Picket Fences: If you want to capture the essence of Americana, a picket fence might be your best choice. One of the most beloved styles of all time, many picket fences come with heavy-duty vinyl and feature extra-wide posts with slimmer top and bottom rails. You can also choose from several stylish wooden picket fences to enhance your home's appearance.
Chain Link Fences: Chain link fencing is one of the most common, cost-effective ways to keep your property safe. Available in galvanized and aluminized options, you can also select vinyl coated colors like black and green. For extra security, Five Star Fence Company can install barbed wire and even automatic gates if needed.
Aluminum Fences: Often considered the ultimate combo of beauty, durability, and strength, aluminum fencing enhances your home's curb appeal and protects too. Warranted by the manufacturer for life, aluminum fences at Five Star Fence Company come in many colors and styles. We even have a variety of heights to pick from as well, including special order aluminum fences.
Wooden Fences: From heavy-duty lattice fences made with pressure-washed pine to traditional estate-style split-rail fencing, wooden fences are affordable and effective. But wood fences do more than fill a need - they add value and style to your home. Fenced-in yards are a hot commodity in today's real estate market and can boost the value of your home if you're looking to sell. In terms of ROI, wood fencing is near the top of the list. At Five Star Fence Company, our design team will work closely with you to install the wooden fence of your dreams.
Frequently Asked Fencing Questions
At Five Star Fence, we do everything in our power to make your fence installation easy, streamlined, and effortless on your end. If you're considering a new fence installation, you probably have some questions about our process. To help address some of your concerns, here are answers to some of the most common questions that come across our desks.
Q. I need a fence installed for my home in North Charleston. How long will it take?

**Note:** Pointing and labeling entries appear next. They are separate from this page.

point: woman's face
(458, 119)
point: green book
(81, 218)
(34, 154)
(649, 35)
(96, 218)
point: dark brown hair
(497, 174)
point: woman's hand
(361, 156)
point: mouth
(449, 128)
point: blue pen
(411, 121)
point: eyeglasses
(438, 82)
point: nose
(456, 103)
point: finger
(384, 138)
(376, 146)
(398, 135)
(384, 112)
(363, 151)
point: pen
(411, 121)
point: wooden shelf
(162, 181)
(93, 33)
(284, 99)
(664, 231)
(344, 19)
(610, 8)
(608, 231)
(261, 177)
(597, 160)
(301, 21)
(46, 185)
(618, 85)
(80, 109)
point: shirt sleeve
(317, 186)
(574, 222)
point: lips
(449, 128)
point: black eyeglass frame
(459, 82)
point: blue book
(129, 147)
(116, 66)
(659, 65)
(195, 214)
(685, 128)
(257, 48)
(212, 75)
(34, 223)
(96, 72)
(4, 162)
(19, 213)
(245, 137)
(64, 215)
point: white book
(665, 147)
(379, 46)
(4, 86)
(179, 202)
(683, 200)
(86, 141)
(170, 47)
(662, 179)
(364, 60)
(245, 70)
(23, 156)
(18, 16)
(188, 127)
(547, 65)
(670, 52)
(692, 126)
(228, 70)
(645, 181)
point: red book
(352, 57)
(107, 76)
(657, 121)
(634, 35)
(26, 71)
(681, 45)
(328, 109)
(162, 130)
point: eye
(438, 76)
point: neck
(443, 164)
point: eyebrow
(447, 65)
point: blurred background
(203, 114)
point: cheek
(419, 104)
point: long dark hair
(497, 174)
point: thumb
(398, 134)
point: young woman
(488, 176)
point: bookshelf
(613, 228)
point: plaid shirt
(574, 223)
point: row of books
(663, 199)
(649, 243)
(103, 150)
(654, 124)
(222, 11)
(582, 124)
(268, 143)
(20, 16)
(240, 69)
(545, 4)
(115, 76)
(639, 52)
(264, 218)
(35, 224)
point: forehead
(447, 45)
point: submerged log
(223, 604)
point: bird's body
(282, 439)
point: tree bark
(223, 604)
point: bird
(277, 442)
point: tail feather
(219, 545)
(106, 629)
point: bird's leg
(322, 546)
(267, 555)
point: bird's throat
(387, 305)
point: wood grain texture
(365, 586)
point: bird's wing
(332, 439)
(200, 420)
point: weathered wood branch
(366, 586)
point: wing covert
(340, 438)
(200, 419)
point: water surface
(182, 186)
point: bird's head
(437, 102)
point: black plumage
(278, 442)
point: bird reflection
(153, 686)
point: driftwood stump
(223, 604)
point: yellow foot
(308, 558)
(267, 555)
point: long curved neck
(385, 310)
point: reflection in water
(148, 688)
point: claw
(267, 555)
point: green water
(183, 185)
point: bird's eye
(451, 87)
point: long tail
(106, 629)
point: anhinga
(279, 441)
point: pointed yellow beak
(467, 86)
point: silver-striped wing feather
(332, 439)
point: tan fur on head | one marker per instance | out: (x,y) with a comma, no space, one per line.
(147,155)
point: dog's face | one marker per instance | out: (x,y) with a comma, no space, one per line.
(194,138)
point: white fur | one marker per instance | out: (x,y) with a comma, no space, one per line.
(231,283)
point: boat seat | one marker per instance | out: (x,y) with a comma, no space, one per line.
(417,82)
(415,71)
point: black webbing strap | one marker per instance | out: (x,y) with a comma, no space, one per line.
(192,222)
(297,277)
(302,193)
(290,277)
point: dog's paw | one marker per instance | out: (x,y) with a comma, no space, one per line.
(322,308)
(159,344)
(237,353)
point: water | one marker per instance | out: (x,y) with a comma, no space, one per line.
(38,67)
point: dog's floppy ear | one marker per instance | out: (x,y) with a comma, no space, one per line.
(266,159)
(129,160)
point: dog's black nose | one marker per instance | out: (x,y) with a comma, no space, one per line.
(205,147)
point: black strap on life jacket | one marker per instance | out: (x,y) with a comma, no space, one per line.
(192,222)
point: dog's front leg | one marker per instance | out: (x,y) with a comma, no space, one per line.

A. A typical residential fence takes between two to four days to complete, depending on the size and build of your home. We will do our best to cater to your busy schedule and offer reliable fence installation services Monday-Friday. Should you have specific needs on the day of your fence installation, please let our staff know so that we can do our best to work with you.
Q. Another company told me that they don't use cement to secure posts in the ground. Is that true?
A. Absolutely not. Do not let anyone tell you that you do not need your posts cemented in the ground. At Five Star Fence, every post we plant is cemented into the ground, no questions asked. Depending on the type of fence that we're installing for you, your posts will be about 24-48 inches in the ground to ensure stability and durability.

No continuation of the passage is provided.